Nope. Mine doesn't make noise.


----------



## Uber Crack (Jul 19, 2017)

I wouldn't drive if I were you.
First off it's not good for your car (insert correct car/brake/rotor/wheel words here)
Second yes Pax won't like it and will complain and then you'll be deactivated until you go thru a green light hub to be cleared, and you'll have that unroadworthiness on your permanent record.
Not worth it. Also if you got in an accident and your brakes didn't look great... Eek. Finally ubering puts tons of miles on your car. Have an estimated maintenance schedule lined up where you have the money for certain things coming up like brakes/oil changes/tire rotation etc. 
Good luck. Uber will still be there for you next week


----------



## unitxero (Jul 10, 2016)

Brake pads are probably worn thin to the bare contact points or your rotors are done for. NYC Taxi's brakes squeal all the time, and people use them every day. Most people don't think it's totally abnormal for car brakes to squeal I'd say. You'll be good to go, but your vehicle safety is compromised potentially.


----------



## MoreTips (Feb 13, 2017)

Big difference between a brake squeaking a little and a brake grinding. That squeak can mean a little sand on the pads (will go away very quickly) but most likely it's your warning indicater to get service done. A brake grind means you have went beyond your warning mark and are now causing damage to roters or drums and would be considered a safety issue.


----------



## htboston (Feb 22, 2016)

MoreTips said:


> Big difference between a brake squeaking a little and a brake grinding. That squeak can mean a little sand on the pads (will go away very quickly) but most likely it's your warning indicater to get service done. A brake grind means you have went beyond your warning mark and are now causing damage to roters or drums and would be considered a safety issue.
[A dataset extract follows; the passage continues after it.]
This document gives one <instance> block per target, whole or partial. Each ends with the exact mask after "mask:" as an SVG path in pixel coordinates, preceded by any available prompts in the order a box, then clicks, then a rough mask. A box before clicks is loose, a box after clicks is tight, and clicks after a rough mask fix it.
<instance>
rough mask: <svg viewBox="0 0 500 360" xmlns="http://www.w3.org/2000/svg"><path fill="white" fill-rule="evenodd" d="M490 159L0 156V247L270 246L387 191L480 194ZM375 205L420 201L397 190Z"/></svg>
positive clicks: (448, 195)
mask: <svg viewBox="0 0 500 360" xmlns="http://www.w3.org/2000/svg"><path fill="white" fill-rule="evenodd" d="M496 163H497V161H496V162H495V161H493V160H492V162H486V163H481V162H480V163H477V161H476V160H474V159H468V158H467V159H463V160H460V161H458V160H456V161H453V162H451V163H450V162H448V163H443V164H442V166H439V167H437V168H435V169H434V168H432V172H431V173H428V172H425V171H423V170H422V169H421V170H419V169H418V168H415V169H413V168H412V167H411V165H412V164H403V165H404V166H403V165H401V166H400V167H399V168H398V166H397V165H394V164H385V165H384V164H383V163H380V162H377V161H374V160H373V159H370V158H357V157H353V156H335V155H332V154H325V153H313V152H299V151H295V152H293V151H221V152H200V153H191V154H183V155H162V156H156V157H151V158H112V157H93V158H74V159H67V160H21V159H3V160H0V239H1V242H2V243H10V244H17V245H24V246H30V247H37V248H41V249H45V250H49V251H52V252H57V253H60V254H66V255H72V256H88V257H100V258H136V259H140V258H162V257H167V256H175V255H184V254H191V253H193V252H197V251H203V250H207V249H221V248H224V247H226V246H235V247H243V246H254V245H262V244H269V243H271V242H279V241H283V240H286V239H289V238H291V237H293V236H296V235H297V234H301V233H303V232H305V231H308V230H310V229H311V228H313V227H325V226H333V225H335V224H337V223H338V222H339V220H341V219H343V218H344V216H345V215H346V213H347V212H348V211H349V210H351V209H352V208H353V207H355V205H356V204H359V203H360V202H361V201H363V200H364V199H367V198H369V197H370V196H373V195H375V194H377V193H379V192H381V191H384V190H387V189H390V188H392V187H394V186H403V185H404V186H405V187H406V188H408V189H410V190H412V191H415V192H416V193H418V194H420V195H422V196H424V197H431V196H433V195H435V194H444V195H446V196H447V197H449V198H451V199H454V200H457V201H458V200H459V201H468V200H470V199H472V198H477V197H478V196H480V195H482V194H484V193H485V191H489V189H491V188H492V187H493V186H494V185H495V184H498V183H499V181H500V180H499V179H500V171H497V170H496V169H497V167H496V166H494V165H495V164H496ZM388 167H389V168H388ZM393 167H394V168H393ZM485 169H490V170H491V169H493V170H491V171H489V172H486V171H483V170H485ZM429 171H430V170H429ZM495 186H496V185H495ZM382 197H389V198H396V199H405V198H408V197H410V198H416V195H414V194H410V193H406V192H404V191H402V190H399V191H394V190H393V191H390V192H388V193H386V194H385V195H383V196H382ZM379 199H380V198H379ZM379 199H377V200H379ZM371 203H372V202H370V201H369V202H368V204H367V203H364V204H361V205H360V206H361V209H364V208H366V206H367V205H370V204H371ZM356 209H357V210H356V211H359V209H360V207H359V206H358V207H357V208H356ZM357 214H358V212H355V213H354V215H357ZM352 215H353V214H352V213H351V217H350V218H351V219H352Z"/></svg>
My bad I meant squeaking every time I brake. I think the squeak is coming from my rear drum brakes. I don't think it is sand I think the brake shoes are worn down



Grahamcracker said:


> Nope. Mine doesn't make noise.


Good stuff, man... Glad to hear that...



Uber Crack said:


> Uber will still be there for you next week


I'm more concern about the money, or lack of money, earned in between now and then, lol


----------



## Trafficat (Dec 19, 2016)

My brakes squeel all the time... no pax has said anything to me about it.


----------



## Grahamcracker (Nov 2, 2016)

htboston said:


> Good stuff, man... Glad to hear that..


Thank you


----------



## htboston (Feb 22, 2016)

Grahamcracker said:


> Thank you


No. Thank you.


----------



## Grahamcracker (Nov 2, 2016)

htboston said:


> No. Thank you.


Anytime sir


----------



## UberDez (Mar 28, 2017)

I'd probably just repair your brakes , if they're making noise it means they need to be repaired . Brakes are cheap and the longer you drive them like that the more expensive the repair is going to be . Sounds like right now you just need new shoes most cars that still have drum brakes on the rear that qualify for Uber will be under $30 for the part and if you can't do it yourself but money is tight check out craigslist and find a mechanic doing work on the side probably get someone to do it for $50


----------